The funds, they added, must be reallocated instead toward the Pantawid Pamilyang Pilipino Program (4Ps) and the full restoration of the government subsidies due to the Philippine Health Insurance Corp.
Specifically, they said, Congress must at least allocate the P50 billion they cut last year for qualified 4Ps beneficiaries.
The groups also corrected the House’s claims that the education budget—now at P1.224 trillion—already breached the benchmark of 4 percent of the gross domestic product (GDP), as the current allocation was equivalent to only 3.6 percent.
They also noted that the education sector saw an increase of only P35 billion even though the Department of Education and related agencies asked for a total of P100 billion to cover, among others, shortages in classrooms, computers, and the provisions in the free college education law.
Beyond the P230 billion that they tagged as pork barrel, the groups also flagged the “bloated level” of P250 billion in unprogrammed appropriations (UAs) in the National Expenditure Program (NEP).
UAs are standby authorizations that can be tapped only when new revenue or loans materialize.

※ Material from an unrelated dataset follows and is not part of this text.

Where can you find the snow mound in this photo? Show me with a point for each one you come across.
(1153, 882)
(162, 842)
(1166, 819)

These, they said, must be “slashed and heavily rationalized to ensure these are not used for local pork projects or be used as a pretext to sweep cash from government corporations with existing fiduciary mandates.”
Source of abuse
On the part of the House minority, Mamamayang Liberal Rep. Leila de Lima and Akbayan Rep. Perci Cendaña said they support Senate President Vicente Sotto III’s proposal to slash the UA completely from the 2026 national budget.
“We’ve seen in 2023, 2024 and even 2025 that the UA has been a source of abuse,” De Lima said, referring to testimonies that lawmakers have been inserting funding for public works projects in the NEP through the UA.

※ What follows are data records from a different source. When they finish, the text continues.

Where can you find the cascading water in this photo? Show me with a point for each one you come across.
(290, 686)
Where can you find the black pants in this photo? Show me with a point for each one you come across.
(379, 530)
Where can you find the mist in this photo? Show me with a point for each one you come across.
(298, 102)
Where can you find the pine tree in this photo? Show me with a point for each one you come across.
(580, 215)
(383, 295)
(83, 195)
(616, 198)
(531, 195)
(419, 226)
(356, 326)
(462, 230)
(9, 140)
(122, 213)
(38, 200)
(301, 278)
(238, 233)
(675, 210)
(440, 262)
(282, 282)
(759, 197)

“[The Senate position] is also our position and of the minority lawmakers… we’re hoping that, if we can’t remove it completely, then at least be very restrictive about it and limit it only to a few items and agencies,” she added.
Cendaña, on the other hand, challenged the House leadership to also make the same commitment, emphasizing that if the projects under the unprogrammed funds were indeed important, “then they shouldn’t be unprogrammed in the first place.”
“If the unprogrammed appropriations stay, then it might cast a shadow on our efforts to cleanse the stain of corruption from our national budget. We hope that Speaker Faustino Dy III will ensure its removal to show the House is committed to rebuilding public trust,” he said.